Поздно вечером, на привокзальной площади, в свете фонарей случилась нехорошая драка между двумя группами молодежи – патриотически настроенными русскими экстремалами и выходцами с Кавказа. Дрались по-черному – с кусками арматуры, кастетами, нунчаками, ножами; кое-где, среди множества копошащихся тел тупо грохали выстрелы. На асфальте, под ногами дерущихся, темными пятнами расползалась кровь. Тут и там слышались выкрики: «Гады! Мочи их! Россия – для русских!»; и, с противной стороны: «Уроды! Наци! Свиньи! Аллах акбар!»
Молодые ребята, увлекшись, били стекла витрин. Поблизости горел киоск и чей-то перевернутый автомобиль…
После того, как прибыли омоновцы и оцепили площадь, несколько бритоголовых попробовали прорвать кордон. Они забросали людей в касках и со щитами камнями, кто-то отвлек на себя их внимание, и ряд пацанов проскочил под носом у ментов. За участниками потасовки погнались. Удирая со всех ног, ругаясь на чём свет стоит, ныряя в переулки и прячась за машинами, одинокий патриот, оторвавшись от преследователей, схоронился в конце концов в городском парке. И, выждав некоторое время, скользнул в темноте по знакомому адресу.

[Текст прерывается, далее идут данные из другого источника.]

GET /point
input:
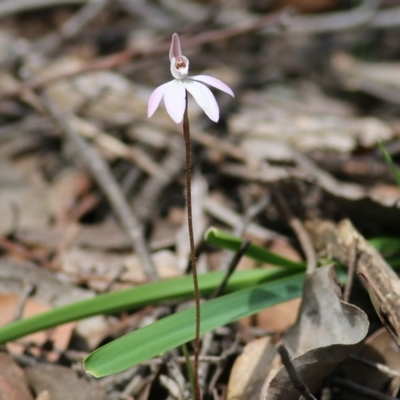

– Настя, открой!.. – забарабанил он в дверь, впрочем, не сильно громко. Дверь открылась, и заспанная Настя, причитая, впустила нежданного гостя.
– Боже ты мой! – тараторила она, вытирая кровь с разбитой, бритой головы молодого человека. – Да когда ж это кончится? Димка, милый, да сколько ж можно воевать? Сегодня остаешься у меня! Смотри, чтоб завтра отсиделся! Я утром на работу, а ты – чтоб ни шагу из дому! Нельзя так к себе относиться…
– Гады, – твердил сквозь стиснутые зубы Димка, дергаясь от прикосновения ватки с йодом. – Убью на фиг всех черных! Ой, как больно, осторожней!.. Заполонили Россию, сволочи…
И он еще долго бормотал проклятия, уткнувшись в настенькину грудь, а она гладила его, как малое дитя, и утешала его, и слушала, и слушала, и слушала…
 
***
Ночью, когда Дмитрий уснул, Настя обратилась к Богу.
– Господи, останови его! – попросила она пред иконкой. – Останови их всех! Вразуми их, ибо не ведают, что творят!
– И как ты хочешь, чтобы Я их остановил? – спросил Бог.
– Ты Господь! Всё в твоей власти!
– Есть дела Божеские, и есть дела человеческие, – нахмурился Бог. – Смешивать их негоже. Я не могу решать за человека его проблемы.
– Но ведь Ты можешь открыть им глаза! Показать, объяснить! Сделай так, чтобы их проняло, чтоб они испытали всё на себе! Прочувствовали то, что чувствуют те, другие!
– Ах, это! – Бог вздохнул с видимым облегчением. – Если ты просишь только это… Ну, такую просьбу Мне выполнить не трудно…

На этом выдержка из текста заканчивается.